Throughout the water crisis, officials cited cost as the main deterrent for Flint’s ability to treat the river: It didn’t have money to install the equipment necessary to treat the river water before the switch was made; it couldn’t afford switching back to Detroit’s water system (only until state officials finally conceded it was necessary and kicked in some cash); it couldn’t afford upkeep of its water infrastructure, which made an already dangerous situation even worse.
“What can you happen is the biofilm [of water pipes] can harbor a wide array of what are called opportunistic pathogens,” Erik Olson, director of the National Resources Defense Council health program, told me. “These are bugs that for most healthy people aren’t going to be a problem. But if a person has been compromised that can be a big problem. One of them is legionella.”
Since October 2015, the cost of addressing the disaster for the city, the state, and the U.S. has reached extraordinary levels, with estimates exceeding more than $1 billion.
That’s what made an announcement this month from Flint’s mayor, Karen Weaver, seem almost surreal.
At a press conference on April 18, Weaver announced that she had officially recommended for Flint to permanently remain on Detroit’s water system. Residents in the audience were overjoyed—a switch to a new system was planned in the coming months, but neither they, nor officials, wanted to experience the impact of what that could do to their water quality.
“Ensuring the public’s health and safety is our number one top priority,” Weaver said.
But the dark, cruel reality was this: Weaver’s decision put Flint in the same position, on the same system it used, before the water crisis began. All that after potentially upward of $1.5 billion now needed to fix the city’s water system, of which the state and federal government has already appropriated more than $350 million to address the crisis; the potential lifelong impacts of lead poisoning in Flint’s children; and the utter obliteration of trust in government shared by Flint residents, perhaps never to be fixed again.
The revelation gave Flint’s water crisis a feel of predetermination.
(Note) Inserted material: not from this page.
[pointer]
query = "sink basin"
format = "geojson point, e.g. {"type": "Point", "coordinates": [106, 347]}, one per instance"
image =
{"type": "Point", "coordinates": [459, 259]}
What was the point of it all? What possessed officials to allow this to drag on for so long?
Sitting in the room, the situation felt so far lost that you couldn’t possibly drum up an answer to the basic question of just why officials stood idly by for 18 months as a city was fed poisoned water—why there wasn’t a serious intervention from regulators, the governor, or his emergency manager until the situation had reached a fever pitch, thanks entirely to the residents and researchers who forced officials to respond.
At the very least, why was it not addressed it sooner?
A task force appointed by Snyder to review what went wrong had a firm idea of when that should’ve happened: When GM announced it was leaving the Flint system, in October 2014.
Following that decision, emails show, two members of Snyder’s executive staff said GM’s move was more than enough reason to consider switching Flint back to its previous water source.
“The suggestion made by members of the Governor’s executive staff in October 2014 to switch back to [Detroit’s system] should have resulted, at a minimum, in a full and comprehensive view of the water situation in Flint,” the task force wrote in March 2016.
Back at Weaver’s press conference, a police officer escorted a Flint resident out of the room for interrupting the proceedings too many times. The man offered one last remark, as if he was getting at the root cause of it all—just why, three years after Flint was sent barreling down this hellish path, it found itself right back where it all began.
“Middle class right here got destroyed,” he shouted. “Talk about the middle class.”